Whether or not you have ever set foot on the Menlo College campus in Atherton, you can learn about its 85-year history when Pam Gullard, author of Through the Gates, discusses the college’s past, present, and future with the new president, Dr. Richard Moran at Kepler’s Books on Thursday, Feb. 19.
The event will begin with a 7:00 pm reception where all community members are invited to partake in food and drink and mingle with alumni to hear their Menlo College stories. At 7:30, Pam will share some of the most interesting stories from Menlo College over the decades, accompanied by previously unseen, historical photographs. For instance, did you know the first two members of the Kingston Trio met in class while one slept behind a textbook?
President Richard Moran will speak about the far-ranging research that faculty members are conducting. Examples of the breadth of research pursued by Menlo faculty include a history of U.S. immigration policies, corporate acquisition practices in India, Super Bowl advertisement strategies, moral development in corporations, and more. President Moran will also discuss future plans for the college, which will celebrate its 100th birthday in 2027.
What was originally created as a steppingstone for all-male, mostly wealthy students, is now a four-year, coed college that offers business and psychology education programs grounded in the liberal arts.
Pamela Gullard has written three histories of California towns, showing in microcosm how the booming California economy of the 19th century led to the development of Silicon Valley. The latest history is Under the Oaks: Two Hundred Years in Atherton.
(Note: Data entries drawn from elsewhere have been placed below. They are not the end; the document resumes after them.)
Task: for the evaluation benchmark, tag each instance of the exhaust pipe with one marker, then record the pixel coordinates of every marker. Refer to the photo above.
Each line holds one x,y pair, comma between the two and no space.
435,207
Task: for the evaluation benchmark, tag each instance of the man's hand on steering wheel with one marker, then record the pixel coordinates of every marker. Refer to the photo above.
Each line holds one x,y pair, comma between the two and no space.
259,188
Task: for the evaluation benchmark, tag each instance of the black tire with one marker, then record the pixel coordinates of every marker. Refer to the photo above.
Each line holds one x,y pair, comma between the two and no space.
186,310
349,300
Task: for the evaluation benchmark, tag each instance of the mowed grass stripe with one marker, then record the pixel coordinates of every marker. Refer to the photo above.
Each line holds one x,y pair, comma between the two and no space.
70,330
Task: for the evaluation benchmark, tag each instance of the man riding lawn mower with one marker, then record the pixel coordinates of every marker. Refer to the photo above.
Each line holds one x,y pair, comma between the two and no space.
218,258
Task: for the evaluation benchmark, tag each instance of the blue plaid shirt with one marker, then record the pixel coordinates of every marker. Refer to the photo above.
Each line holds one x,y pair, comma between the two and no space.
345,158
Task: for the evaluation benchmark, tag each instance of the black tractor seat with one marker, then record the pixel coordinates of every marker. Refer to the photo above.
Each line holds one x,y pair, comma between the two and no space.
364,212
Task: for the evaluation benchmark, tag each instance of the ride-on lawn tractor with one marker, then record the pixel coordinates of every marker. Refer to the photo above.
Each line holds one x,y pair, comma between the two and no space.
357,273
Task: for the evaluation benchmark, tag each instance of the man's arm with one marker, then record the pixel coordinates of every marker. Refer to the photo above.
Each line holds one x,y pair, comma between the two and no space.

She teaches personal narrative and a class looking at the short story as literature at Menlo College.
Richard A. Moran was named the 10th president of Menlo College in July 2014. His career includes serving as a venture capitalist and consultant to Fortune 500 companies, as well as taking an active role in the education community in the Silicon Valley and beyond. His most recent book is titled Navigating Tweets, Feats and Deletes.